飯山水害「なぜ皿川堤防は決壊したのか」の2

2021-06-25 13:13:10 | 日記

飯山市の対策本部の状況

その様な「大変な事態が皿川で起こっている」という事を当日はまるで認識できていなかった飯山市の対策本部の本当に残念なコメントは以下の通りです。

『◎皿川 4時15分頃 左岸堤内地の水位が低下、右岸堤内地の水位が上昇したため、この時に、決壊したと思われる。
(但し、13日の当日は、越水か決壊か不明であった。)』(注1)

市役所の議会でのやり取りを聞いていても「左岸越水は職員が確認した」という話で止まっており、実際に自分の目で右岸の越水場所、そうして決壊場所を確認したという職員の話はでてこない。つまり「右岸堤防で何が起こっているのか」を対策本部はまったくつかまずに市内に対する避難勧告を出していた事になる。

これは全く初歩的なあやまり、飯山市の対策本部は基本が出来ていないという事を示すものである。

「皿川上流に降った雨が皿川決壊の原因である」という市長の主張について

この主張が妥当なものであるのかどうか、気象庁の報告では「皿川堤防決壊は異常なものである」と言うのが結論になっています。

・元資料 気象庁 : 台風第19号の事例における雨量等の予測と実際の状況等について(速報): 特に10ページの表が重要https://www.jma.go.jp/jma/kishou/know/jirei/sokuhou/R011012.pdf

これについては横丁大家さんが以下の様に報告されています。(一部加筆あり)

『・・・気象庁が、令和元年台風19号で、決壊した危険度分布対象河川66河川の予報と実際についてのまとめの「洪水警報の危険度分布の状況について」では、
➊極めて危険(濃い紫)は66河川中56河川(約85%)
➋非常に危険(うす紫)は66河川中9河川(約14%)
➌警戒(赤)は1河川(約2%)
だと発表しました。
気象庁の予報=➌警戒(赤)で決壊したのはたった2%の1河川でした。(引用注日本全国の中でたった一つ、皿川の右岸堤防だけでした。
ということで、1河川(2%)で警戒(赤)が出現と注記があるほどでした。

ということは、皿川流域での「土壌雨量指数」「表面雨量指数」「流域雨量指数」は、他の65河川よりも低く、警戒は必要であったけれども、➊極めて危険でも、➋非常に危険でもなかったことになります。

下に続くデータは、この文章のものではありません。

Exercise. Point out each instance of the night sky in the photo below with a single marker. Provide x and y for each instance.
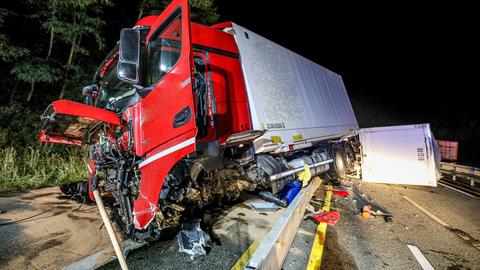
(402, 63)
(422, 59)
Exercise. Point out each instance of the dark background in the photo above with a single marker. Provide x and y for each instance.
(402, 63)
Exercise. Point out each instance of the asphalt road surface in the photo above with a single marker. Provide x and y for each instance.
(56, 234)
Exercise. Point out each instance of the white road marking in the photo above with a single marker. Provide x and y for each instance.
(443, 223)
(457, 190)
(424, 263)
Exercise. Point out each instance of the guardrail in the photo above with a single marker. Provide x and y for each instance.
(471, 174)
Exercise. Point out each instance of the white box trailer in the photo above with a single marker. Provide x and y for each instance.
(293, 99)
(405, 154)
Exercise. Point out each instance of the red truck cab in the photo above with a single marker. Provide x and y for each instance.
(188, 96)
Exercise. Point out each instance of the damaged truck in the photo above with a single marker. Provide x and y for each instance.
(182, 115)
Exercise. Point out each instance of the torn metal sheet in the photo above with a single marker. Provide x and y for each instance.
(192, 240)
(264, 206)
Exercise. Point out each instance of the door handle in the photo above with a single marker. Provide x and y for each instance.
(182, 117)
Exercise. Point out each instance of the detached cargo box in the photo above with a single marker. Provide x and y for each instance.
(400, 155)
(293, 99)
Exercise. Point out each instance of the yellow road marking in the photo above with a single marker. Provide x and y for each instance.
(242, 261)
(315, 260)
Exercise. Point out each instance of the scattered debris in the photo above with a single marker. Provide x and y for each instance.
(269, 197)
(366, 209)
(193, 240)
(290, 190)
(387, 217)
(330, 217)
(264, 206)
(78, 191)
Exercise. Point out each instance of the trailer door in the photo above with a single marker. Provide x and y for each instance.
(399, 155)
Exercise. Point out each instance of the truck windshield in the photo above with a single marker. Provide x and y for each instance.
(112, 88)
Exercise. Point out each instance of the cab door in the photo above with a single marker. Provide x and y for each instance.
(167, 112)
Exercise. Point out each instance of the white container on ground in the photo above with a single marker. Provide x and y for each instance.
(399, 155)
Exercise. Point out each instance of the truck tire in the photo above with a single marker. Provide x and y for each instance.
(350, 157)
(339, 167)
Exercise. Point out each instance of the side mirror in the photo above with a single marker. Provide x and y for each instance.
(129, 56)
(91, 92)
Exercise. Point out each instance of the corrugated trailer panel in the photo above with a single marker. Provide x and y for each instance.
(405, 154)
(290, 96)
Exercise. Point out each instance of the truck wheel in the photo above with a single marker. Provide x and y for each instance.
(339, 168)
(350, 157)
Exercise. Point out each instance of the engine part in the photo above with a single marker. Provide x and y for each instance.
(339, 168)
(314, 158)
(350, 157)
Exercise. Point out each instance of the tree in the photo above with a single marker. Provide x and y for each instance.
(9, 52)
(201, 11)
(34, 70)
(70, 21)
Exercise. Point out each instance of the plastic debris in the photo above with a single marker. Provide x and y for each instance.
(264, 206)
(192, 240)
(366, 211)
(290, 190)
(341, 193)
(330, 217)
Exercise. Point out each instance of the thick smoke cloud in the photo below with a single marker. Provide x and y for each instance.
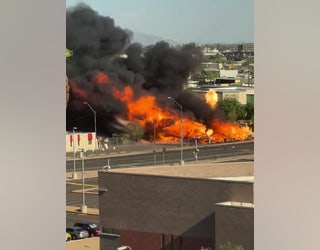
(99, 45)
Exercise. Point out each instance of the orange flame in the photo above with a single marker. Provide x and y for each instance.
(211, 98)
(166, 123)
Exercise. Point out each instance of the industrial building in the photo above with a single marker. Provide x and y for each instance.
(189, 207)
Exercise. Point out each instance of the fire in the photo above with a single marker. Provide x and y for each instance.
(166, 124)
(211, 98)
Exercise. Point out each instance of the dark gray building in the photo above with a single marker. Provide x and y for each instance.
(190, 207)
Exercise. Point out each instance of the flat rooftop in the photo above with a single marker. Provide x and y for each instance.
(235, 171)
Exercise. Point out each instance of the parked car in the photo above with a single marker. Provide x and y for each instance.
(77, 233)
(68, 236)
(92, 228)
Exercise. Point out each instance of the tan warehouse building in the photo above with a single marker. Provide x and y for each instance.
(190, 207)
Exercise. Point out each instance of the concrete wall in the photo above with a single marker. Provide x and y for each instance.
(161, 204)
(234, 224)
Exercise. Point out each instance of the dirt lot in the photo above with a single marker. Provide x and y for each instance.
(84, 244)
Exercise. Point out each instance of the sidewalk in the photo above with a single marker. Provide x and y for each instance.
(93, 174)
(77, 210)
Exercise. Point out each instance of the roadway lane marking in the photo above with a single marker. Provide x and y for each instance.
(80, 184)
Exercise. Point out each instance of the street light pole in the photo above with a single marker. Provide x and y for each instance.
(181, 129)
(95, 123)
(74, 174)
(154, 143)
(83, 207)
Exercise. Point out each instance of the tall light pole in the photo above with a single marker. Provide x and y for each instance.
(196, 151)
(154, 143)
(74, 175)
(83, 207)
(181, 129)
(95, 123)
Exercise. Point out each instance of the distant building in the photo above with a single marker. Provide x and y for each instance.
(80, 140)
(177, 208)
(241, 94)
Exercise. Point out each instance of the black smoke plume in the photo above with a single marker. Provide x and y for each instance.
(99, 45)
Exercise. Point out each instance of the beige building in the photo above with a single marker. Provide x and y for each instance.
(240, 94)
(81, 140)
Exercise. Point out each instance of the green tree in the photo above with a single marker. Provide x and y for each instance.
(135, 130)
(232, 108)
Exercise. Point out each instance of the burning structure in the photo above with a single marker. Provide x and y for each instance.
(125, 82)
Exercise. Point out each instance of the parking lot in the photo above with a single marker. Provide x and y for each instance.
(84, 244)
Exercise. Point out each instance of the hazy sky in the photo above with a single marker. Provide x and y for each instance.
(203, 21)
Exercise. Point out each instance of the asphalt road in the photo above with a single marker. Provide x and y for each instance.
(74, 187)
(170, 156)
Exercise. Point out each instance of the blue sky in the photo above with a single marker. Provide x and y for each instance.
(201, 21)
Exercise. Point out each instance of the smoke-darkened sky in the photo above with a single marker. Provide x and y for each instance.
(99, 46)
(183, 21)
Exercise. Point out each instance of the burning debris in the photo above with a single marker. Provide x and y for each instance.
(125, 82)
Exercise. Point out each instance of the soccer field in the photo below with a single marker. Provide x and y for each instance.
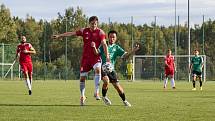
(59, 101)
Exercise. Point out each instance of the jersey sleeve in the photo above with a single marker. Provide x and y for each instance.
(79, 32)
(120, 52)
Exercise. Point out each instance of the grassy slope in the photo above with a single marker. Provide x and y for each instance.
(59, 101)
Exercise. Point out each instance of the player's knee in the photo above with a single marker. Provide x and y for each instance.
(97, 70)
(82, 78)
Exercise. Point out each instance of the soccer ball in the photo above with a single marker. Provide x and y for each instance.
(107, 67)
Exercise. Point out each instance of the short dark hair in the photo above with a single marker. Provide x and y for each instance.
(112, 32)
(92, 18)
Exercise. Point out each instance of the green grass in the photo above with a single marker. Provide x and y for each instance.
(59, 101)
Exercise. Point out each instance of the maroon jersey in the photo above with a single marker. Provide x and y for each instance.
(89, 58)
(24, 57)
(169, 60)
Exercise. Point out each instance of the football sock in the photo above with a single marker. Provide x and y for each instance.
(122, 95)
(200, 81)
(165, 82)
(173, 82)
(82, 88)
(194, 84)
(97, 80)
(28, 83)
(104, 92)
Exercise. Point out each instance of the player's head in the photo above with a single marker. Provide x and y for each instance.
(93, 21)
(169, 52)
(196, 52)
(23, 39)
(112, 36)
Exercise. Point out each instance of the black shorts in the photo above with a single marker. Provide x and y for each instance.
(197, 73)
(112, 76)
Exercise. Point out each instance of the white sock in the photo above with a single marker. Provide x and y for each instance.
(172, 82)
(165, 82)
(82, 88)
(97, 79)
(28, 83)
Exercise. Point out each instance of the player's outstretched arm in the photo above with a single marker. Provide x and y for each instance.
(66, 34)
(137, 47)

10月12日午前11時から13日午前11時までの24時間降水量は
斑尾観測所(市)288㎜
富倉観測所(市)207㎜
飯山市観測所(市)129㎜
飯山(アメダス)122.5㎜
だったと、飯山市の令和元年台風第19号関連災害経過報告【第4報】にあります。・・・』:  https://archive.fo/YbNOq 

・上記記事の全文 : https://archive.fo/QIVsQ

前のページで述べた様に、皿川堤防は「セミバック堤」として計画されたものではありましたが、完成にはいたっておらず、未完成のままで放置されていたのでした。それと「排水ポンプで皿川の水を千曲川に排出しなかった」->「皿川ダム湖を満水にさせた」と言うのが理由で、「たかだか警戒状態でしかないのに皿川堤防は決壊した」と気象庁が驚く事になったのでした。

そして以下もまた横丁大家さんの記事から引用となります。 : https://archive.fo/k1xPH

『セミバック堤は、
合流点に逆流防止施設(水門が多い)を設けて本川の背水が支川に及ぶのを遮断できる機能を有した堤防形態のことである。支川の計画堤防高は本川の背水位を考慮するが、支川の自己流量をもとに天端形状を設定できる。
※ 自己流堤方式
合流点に逆流防止水門と排水施設(ポンプ)を設け、本川水位が支川へ及ぶのを遮断できる場合で、かつ支川の計画堤防高を本川の背水位とは無関係に支川の計画高水位に対応する高さとする場合、この支川の堤防を自己流堤と称している。
と河川用語集にあります。』

つまり「皿川堤防は皿川樋門によって千曲川がいかに増水しようとも、樋門のゲートを降ろす事で千曲川からの泥水の皿川への逆流を防ぐことができる。そうして樋門の前にたまりこんだ皿川の水は排水ポンプで千曲川に放出する事を前提とした堤防である」という事です。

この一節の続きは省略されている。